OpenAI Launches Cybersecurity Preview To Challenge Anthropic's Mythos
OpenAI introduced a preview of GPT-5.5-Cyber on Thursday to a limited number of cybersecurity defenders, as part of its "broader work to build the core infrastructure for AI."
For more sensitive workflows, OpenAI said it is offering GPT‑5.5‑Cyber in a limited preview with stronger verification and account-level controls. The preview is not meant to significantly increase cybersecurity capability beyond GPT-5.5, however it is trained to be more permissive for security-related tasks.
This news comes after the launch of Anthropic's unreleased AI model called Claude Mythos Preview, which works to hunt and fix software flaws in an effort to "reshape" cybersecurity, Anthropic stated.
"We are focused on providing proportional safeguards and access to empower cyber defenders to protect society, and our approach has been informed by conversations with cybersecurity and national security leaders across federal and state government and major commercial entities," OpenAI said in its announcement.

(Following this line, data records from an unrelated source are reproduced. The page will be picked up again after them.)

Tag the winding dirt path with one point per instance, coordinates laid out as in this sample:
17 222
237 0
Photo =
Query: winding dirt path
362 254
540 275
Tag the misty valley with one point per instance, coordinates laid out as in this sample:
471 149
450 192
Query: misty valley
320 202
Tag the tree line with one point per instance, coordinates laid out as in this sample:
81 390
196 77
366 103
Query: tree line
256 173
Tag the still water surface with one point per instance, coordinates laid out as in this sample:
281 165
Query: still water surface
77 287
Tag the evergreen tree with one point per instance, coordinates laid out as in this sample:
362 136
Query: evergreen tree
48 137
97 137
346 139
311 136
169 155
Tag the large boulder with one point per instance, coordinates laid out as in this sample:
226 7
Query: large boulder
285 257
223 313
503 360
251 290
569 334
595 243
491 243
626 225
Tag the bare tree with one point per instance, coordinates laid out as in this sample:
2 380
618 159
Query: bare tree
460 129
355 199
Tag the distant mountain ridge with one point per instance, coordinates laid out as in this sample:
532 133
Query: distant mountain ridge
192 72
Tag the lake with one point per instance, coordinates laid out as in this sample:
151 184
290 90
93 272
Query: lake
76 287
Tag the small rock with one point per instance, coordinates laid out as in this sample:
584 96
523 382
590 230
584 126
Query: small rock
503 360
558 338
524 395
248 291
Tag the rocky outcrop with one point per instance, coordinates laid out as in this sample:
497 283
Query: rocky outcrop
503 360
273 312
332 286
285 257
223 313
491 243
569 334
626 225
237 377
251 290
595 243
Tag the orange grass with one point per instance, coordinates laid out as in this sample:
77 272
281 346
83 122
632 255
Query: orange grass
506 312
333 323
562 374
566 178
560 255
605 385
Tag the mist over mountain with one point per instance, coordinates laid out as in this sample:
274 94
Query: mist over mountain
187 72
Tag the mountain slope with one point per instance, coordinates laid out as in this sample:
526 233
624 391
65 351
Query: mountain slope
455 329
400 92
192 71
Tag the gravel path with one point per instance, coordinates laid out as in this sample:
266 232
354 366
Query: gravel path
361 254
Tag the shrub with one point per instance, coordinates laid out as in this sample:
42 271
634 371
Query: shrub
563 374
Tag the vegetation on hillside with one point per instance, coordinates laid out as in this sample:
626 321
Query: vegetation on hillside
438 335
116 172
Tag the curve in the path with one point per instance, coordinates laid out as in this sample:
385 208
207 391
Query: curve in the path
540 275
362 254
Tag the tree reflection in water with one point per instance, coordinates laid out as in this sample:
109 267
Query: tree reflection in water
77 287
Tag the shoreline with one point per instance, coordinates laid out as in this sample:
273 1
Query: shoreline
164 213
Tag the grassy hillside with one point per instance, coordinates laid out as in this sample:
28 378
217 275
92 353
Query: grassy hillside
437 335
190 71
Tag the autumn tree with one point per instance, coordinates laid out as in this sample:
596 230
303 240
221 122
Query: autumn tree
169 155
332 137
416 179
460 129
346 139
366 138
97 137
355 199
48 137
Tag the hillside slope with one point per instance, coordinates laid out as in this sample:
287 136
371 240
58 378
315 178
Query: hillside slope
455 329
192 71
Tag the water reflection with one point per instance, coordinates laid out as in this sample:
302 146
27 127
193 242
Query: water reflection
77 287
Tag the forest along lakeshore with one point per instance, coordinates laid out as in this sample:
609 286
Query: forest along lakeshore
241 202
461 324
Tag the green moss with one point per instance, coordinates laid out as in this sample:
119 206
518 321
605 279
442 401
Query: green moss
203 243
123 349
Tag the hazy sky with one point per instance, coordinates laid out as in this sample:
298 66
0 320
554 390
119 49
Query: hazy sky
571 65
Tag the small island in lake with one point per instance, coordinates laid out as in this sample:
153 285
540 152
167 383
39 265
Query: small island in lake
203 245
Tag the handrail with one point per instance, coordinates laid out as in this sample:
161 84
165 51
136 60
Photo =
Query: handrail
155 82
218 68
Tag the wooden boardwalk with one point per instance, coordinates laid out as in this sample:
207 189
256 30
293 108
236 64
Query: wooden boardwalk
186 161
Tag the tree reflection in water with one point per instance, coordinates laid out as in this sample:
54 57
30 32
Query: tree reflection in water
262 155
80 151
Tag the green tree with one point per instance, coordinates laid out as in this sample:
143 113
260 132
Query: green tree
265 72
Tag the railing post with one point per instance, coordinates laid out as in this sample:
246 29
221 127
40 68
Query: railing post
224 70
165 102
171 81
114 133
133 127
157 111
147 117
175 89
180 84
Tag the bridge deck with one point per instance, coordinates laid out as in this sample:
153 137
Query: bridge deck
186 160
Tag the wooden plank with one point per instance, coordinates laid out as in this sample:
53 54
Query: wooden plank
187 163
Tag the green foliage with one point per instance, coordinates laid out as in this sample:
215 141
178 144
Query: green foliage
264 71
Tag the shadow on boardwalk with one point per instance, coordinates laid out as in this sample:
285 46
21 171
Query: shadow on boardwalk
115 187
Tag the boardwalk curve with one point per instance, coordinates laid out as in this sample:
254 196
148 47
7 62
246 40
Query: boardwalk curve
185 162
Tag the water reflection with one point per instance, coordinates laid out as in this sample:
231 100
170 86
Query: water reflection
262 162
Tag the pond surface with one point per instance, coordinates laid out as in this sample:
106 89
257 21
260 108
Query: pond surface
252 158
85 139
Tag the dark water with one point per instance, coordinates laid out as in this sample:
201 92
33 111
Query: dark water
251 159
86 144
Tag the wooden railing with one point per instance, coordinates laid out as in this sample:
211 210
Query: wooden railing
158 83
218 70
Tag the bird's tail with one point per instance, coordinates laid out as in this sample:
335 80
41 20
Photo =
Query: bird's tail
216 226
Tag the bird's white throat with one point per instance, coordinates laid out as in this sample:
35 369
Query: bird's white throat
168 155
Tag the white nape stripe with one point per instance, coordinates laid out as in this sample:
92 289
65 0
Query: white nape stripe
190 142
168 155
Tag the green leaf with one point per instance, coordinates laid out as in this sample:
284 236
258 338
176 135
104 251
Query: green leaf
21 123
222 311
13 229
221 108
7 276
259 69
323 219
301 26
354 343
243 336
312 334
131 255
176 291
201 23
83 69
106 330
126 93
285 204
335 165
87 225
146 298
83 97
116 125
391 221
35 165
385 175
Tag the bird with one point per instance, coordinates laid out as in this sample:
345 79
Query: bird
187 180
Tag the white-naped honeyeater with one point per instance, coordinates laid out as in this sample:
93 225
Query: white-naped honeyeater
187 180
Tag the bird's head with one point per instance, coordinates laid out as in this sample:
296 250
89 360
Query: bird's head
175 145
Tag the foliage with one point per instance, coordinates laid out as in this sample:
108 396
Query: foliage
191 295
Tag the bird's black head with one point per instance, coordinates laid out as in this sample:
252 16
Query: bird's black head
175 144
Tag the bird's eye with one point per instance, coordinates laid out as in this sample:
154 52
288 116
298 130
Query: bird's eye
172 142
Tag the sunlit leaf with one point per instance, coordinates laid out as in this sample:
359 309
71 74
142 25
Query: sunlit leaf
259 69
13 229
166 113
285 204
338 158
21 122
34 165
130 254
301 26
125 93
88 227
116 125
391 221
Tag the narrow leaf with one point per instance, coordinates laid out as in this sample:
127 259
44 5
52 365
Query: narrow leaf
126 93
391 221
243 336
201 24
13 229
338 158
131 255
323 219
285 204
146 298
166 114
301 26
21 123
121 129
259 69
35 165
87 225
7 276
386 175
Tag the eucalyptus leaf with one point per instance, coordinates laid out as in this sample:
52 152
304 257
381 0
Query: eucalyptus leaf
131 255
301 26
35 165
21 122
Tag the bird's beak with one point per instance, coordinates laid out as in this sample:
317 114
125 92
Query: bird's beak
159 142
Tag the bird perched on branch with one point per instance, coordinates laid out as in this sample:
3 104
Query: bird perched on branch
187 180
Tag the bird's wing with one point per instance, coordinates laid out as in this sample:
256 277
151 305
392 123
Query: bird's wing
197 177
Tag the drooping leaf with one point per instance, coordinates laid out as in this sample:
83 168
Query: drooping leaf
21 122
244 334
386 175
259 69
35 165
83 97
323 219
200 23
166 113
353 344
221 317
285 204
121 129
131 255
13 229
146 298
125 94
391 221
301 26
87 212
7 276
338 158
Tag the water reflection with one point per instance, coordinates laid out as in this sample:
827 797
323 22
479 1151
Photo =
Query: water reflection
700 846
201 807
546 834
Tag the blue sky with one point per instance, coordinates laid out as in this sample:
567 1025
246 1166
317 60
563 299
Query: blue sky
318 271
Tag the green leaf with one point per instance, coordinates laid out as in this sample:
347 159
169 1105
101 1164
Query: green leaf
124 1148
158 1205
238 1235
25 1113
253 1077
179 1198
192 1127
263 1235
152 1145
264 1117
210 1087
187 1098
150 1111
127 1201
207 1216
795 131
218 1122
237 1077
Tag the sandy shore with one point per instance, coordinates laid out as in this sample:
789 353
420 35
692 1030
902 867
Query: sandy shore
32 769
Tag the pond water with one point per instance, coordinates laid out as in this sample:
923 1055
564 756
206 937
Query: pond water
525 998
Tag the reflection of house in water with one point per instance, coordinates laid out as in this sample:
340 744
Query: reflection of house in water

"More specialized access becomes relevant only when authorized workflows still run into refusals. This occurs with higher risk workflows such as red teaming and penetration testing, where defenders may need to go beyond analysis and validate exploitability in a controlled environment. GPT‑5.5‑Cyber is designed to facilitate these more specialized dual-use workflows," the company stated.
This launch is part of OpenAI's Trusted Access for Cyber program. The pilot program was announced in February in an effort to "enhance baseline safeguards for all users while piloting trusted access for defensive acceleration."
Beginning June 1, individuals using the most permissive cyber models through the program will need to enable Advanced Account Security, the company added.
This move comes as AI capabilities surrounding cybersecurity have reached a "tipping point." Government officials have recently raised concerns that artificial intelligence tools could be misused to disrupt critical infrastructure such as financial systems or power grids.
Both OpenAI and Anthropic have engaged with government agencies (including defense and public-sector organizations) to deploy or evaluate AI systems in controlled settings, often with a focus on security, safety, and sensitive use cases.